Have you seen the billboards around town that read “Battle:LA 03.11.11”?
They are there to promote an upcoming science fiction action film called Battle: Los Angeles, which stars Aaron Eckhart as a Marine battling to save us from them, with “us” being the Earth, and “them,” a bunch of invading aliens from outer space.
What most people don’t realize, there actually was a Battle of Los Angeles during the early days of World War II.
While it turned out to be a “bogus battle,” officially attributed to a bad case of war nerves, it brought about the twin tragedies of civilian deaths and the internment of Japanese-Americans on the West Coast.
The “battle” actually began the night before on the evening of February 23, 1942, when a Japanese submarine shelled an oil producing plant twelve miles north of Santa Barbara.
The particulars of the attack sound like the start of a bad WWII-era joke: Did you hear the one about the Japanese submarine commander who sat on a cactus and started the Battle of Los Angeles?
Let me explain.
Before the war a Japanese tanker commander stopped to fill up his ship at the Ellwood Oil Field near Goleta, California.
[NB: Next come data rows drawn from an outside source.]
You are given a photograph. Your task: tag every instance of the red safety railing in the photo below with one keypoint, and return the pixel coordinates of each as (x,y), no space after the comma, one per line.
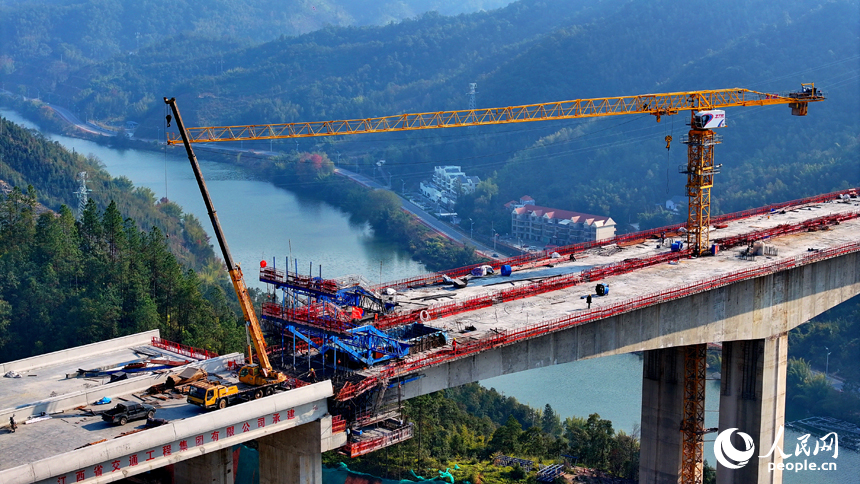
(518,261)
(508,337)
(785,229)
(338,424)
(184,350)
(367,446)
(549,284)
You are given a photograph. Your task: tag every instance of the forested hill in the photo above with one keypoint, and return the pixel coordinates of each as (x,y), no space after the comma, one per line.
(69,281)
(28,158)
(529,51)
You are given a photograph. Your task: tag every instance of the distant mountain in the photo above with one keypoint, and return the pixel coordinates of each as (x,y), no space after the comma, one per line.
(529,51)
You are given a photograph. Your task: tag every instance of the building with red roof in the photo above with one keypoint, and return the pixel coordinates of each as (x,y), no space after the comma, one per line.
(545,225)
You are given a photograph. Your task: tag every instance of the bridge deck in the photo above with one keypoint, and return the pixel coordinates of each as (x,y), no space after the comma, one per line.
(500,307)
(46,388)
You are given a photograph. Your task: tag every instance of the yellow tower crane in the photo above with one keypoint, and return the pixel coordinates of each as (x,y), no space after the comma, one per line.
(705,108)
(706,115)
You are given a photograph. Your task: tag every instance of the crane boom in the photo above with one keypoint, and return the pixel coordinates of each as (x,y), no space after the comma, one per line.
(234,270)
(700,168)
(655,104)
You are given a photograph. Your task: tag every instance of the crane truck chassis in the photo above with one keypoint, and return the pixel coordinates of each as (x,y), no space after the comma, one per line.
(214,394)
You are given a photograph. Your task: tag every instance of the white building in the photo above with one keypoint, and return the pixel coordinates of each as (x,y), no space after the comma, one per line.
(453,181)
(530,222)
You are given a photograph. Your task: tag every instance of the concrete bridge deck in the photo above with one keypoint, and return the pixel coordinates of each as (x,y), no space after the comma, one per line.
(658,301)
(549,298)
(73,445)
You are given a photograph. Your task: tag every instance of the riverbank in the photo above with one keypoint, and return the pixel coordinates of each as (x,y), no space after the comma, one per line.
(308,174)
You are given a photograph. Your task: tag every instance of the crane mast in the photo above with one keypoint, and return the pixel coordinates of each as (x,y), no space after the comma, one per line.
(700,167)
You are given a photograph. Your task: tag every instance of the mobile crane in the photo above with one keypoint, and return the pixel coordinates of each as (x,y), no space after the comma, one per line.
(705,115)
(260,378)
While he was ashore he tripped and fell on a cactus which resulted in the painful extraction of quills from his rump, accompanied by a chorus of ribald laughter from the oil workers.
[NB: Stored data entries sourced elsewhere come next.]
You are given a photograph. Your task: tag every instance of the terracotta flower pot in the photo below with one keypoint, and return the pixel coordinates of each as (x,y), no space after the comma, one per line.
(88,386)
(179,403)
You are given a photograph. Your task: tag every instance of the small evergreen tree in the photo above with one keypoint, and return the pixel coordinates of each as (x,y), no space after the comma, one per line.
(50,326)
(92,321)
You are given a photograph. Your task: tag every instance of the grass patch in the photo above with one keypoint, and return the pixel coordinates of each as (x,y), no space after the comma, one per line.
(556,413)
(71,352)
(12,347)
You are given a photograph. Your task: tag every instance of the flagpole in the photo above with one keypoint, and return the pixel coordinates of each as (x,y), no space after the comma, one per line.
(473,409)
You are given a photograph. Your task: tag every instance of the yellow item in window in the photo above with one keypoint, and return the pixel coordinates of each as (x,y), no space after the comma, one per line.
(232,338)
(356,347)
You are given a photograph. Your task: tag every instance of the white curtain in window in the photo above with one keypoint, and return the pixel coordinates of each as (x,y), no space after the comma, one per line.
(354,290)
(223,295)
A short time later, the same man found himself in command of a Japanese submarine that was patrolling the waters off California after the surprise attack on Pearl Harbor. On the night of February 23, the submarine surfaced near the oil field and the commander, in an obvious act of revenge over his previous harsh treatment, ordered his gunners to fire.
The attack was the first direct assault by a foreign enemy on the American mainland since the War of 1812. It caused minimal damage, but frazzled nerves up and down the coast.
The following night, air raid sirens sounded all around Los Angeles, and the skies over the city were lit up by anti-aircraft fire. The targets were thought to be enemy aircraft, but officially the government said the belligerents were stray weather balloons. (Isn’t that what they always say?)
The bogus battle claimed six civilian lives – three from friendly fire, and another three from heart attacks. It also helped bring about the governmental policy of placing Japanese-Americans into internment camps, which began just days later.
Some feel there was a third great tragedy of the battle – that unfortunate Steven Spielberg film 1941, which was based on the story.